Wednesday, October 23, 2013

A Letter to Jean Anyon



This is a letter in dialogue with and memory of Jean Anyon, whose students opened a "letters to Jean" blog in her memory last month.


Dear Jean,



I first read Radical Possibilities about seven years ago when I was teaching kindergarten at a public school in a large urban district. I have been rereading the same copy this week and found a bit of marginalia on the first page of chapter one: "Okay, schools are part of that [the proactive role of the federal government in maintaining poverty]. So do I subvert from the inside? Is that the only way? How long can I maintain?"


The question remains for me today, especially knowing that I taught in the public school classroom for only another year and a half after I wrote that note to myself. I wonder about the toll and possibility for teachers when the work of teaching feels and materially exists as so isolating and individual. I think that your message in Radical Possibilities for collectivity and public discourse are crucial to social change and it has left me wondering about the interplay between the narratives of teaching that are "on the airwaves" right now. I wonder about how to remake the idea of what teaching is to include an activist agenda.

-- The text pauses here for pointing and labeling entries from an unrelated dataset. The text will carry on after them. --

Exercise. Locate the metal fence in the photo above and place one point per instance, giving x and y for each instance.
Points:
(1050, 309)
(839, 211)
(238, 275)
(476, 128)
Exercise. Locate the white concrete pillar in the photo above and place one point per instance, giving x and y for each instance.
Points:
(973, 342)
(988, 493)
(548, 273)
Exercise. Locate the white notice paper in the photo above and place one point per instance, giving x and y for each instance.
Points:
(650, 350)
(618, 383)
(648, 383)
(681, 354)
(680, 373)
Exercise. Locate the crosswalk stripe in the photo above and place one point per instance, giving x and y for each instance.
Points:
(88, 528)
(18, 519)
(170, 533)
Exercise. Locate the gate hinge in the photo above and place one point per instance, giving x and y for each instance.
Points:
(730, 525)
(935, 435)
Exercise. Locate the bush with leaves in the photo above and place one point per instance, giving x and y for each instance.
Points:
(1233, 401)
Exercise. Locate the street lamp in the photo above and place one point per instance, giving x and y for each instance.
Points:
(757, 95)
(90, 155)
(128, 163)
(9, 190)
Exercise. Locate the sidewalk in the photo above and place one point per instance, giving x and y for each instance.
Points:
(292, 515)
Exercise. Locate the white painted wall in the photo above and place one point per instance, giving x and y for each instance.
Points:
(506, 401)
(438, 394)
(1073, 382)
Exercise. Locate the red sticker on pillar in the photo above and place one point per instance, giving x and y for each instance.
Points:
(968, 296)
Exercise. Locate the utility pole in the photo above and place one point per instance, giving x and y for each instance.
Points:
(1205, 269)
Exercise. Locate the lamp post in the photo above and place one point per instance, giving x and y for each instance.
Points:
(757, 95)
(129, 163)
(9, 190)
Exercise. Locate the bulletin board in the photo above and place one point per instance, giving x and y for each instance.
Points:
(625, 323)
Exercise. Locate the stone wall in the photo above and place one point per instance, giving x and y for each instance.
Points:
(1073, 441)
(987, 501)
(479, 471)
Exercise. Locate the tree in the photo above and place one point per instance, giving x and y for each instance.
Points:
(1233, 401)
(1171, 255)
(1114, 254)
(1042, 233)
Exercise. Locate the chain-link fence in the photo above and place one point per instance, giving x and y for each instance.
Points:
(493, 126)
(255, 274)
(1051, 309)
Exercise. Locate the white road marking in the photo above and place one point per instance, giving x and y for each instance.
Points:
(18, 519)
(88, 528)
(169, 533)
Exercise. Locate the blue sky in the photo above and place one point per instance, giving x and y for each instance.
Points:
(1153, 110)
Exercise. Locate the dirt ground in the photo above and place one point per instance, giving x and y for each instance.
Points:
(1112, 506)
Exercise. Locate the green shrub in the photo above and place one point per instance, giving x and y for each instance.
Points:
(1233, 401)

Last week Steve Forbes wrote in his op-ed piece in the LA Times about the "heroic effort of Wisconsin Governor Scott Walker" to diminish labor union rights. The article is titled, "Trampling the Rights of Teachers," and spins the unions as separate from and not supported by teachers. This is certainly the story of teacher unions I have long heard in the south. Here in North Carolina, a right to work [for less] state, the idea of collective action seems distant. And yet in other parts of the country labor union issues are alive. I am imagining that if the labor movement was really as dead as it sometimes appears, there would be no Steve Forbes articles hyping up anti-labor.



Just over a year ago the Chicago Teachers Union massive striking made the deal for a contract with pay raises and continued honoring of higher degrees and years of experience (and concessions for portions of teachers' evaluation to weigh student test scores per state law).




In the face of the current cuts to teacher pay in North Carolina, how is Chicago an image of possibility for teachers here? I wonder without labor unions what power is possible in our Moral Monday protests?


At the end of the Chicago strike Mayor Rahm Emmanuel said, "“This settlement is an honest compromise. It means returning our schools to their primary purpose: the education of our children.” I wonder about the mayor's purpose of schooling as separate from the action on the streets. In Service and Solidarity, John Trimbur names the need for seeing schools as sites of labor rather than places to get "ready" for work. Schools are already deeply entrenched in issues of work and workers and this is a source of learning and engagement in the authentic context of social struggle for teachers and their students. I wonder how we might name new counter narratives for the purposes of schooling.


In an article in International Socialist Review David Harvey says that to create social change we have to appropriate or create social institutions for the purpose of change with the idea in mind that these institutions can become the organs of a different social organization. What are the possibilities for appropriating or reclaiming spaces and time chunks inside schools and re-narrating these as sites of collective action? Teachers meetings? The teachers lounge? Three minute walk throughs? Peer observations? Parent-teacher conferences? Advisory committees? Teacher preparation?



In imagining what this could look like, I'll take on the last one for a moment. There was an article in Sunday's New York Times, "An Industry of Mediocrity" in critique of teacher preparation programs. It seems university teacher's colleges are another place in danger of private takeover and one that like the public schools could be a site for social action. The article calls for more rigor, higher standards for program entrance and training in entrepreneurial charter schools not college classrooms. These are interesting demands for pre-service teachers in states like North Carolina whose pay is being cut and where there are no pay increases associated with further university scholarship. So I wonder, rather than more "rigor," what if teacher preparation engaged students in understanding labor rights, community organizing and macroeconomics? What if Chicago CTU Local 1's 2012 striking was an image of possibility for teaching and learning? What if pre-service teachers found and considered together a history of teacher activism and engaged together in the kinds of critical literacy work that their students and no doubt they themselves if they become public school teachers will need.


Jean, your work has shown me images of (radical) possibility for social change in schools. And these beginning images seem to fodder more images, like that of Chicago. Since this counter story has come into my frame of reference, I can name it more easily as part of the work of teaching and learning. The stories are out there. I see one role for me as a literacy teacher and teacher advocate is to collect and share these stories and name them as teaching and use them as mentors to my own teaching practices. I am left wondering, though about my old question about sustainability. And maybe critical pedagogy's answer is that this struggle must continue resurfacing over and over, with no utopian ending available. Maybe another answer is in a shift in the question from how long can I maintain to how long can the social protest maintain? To focus on my own role and primacy is probably to continue the thread of teacher martyrdom. I wonder about striking the balance then, between an important focus on people, their lives and experiences and the systematic and collective-bound story necessary to unwind the grasp of individualism, private ownership and surplus value.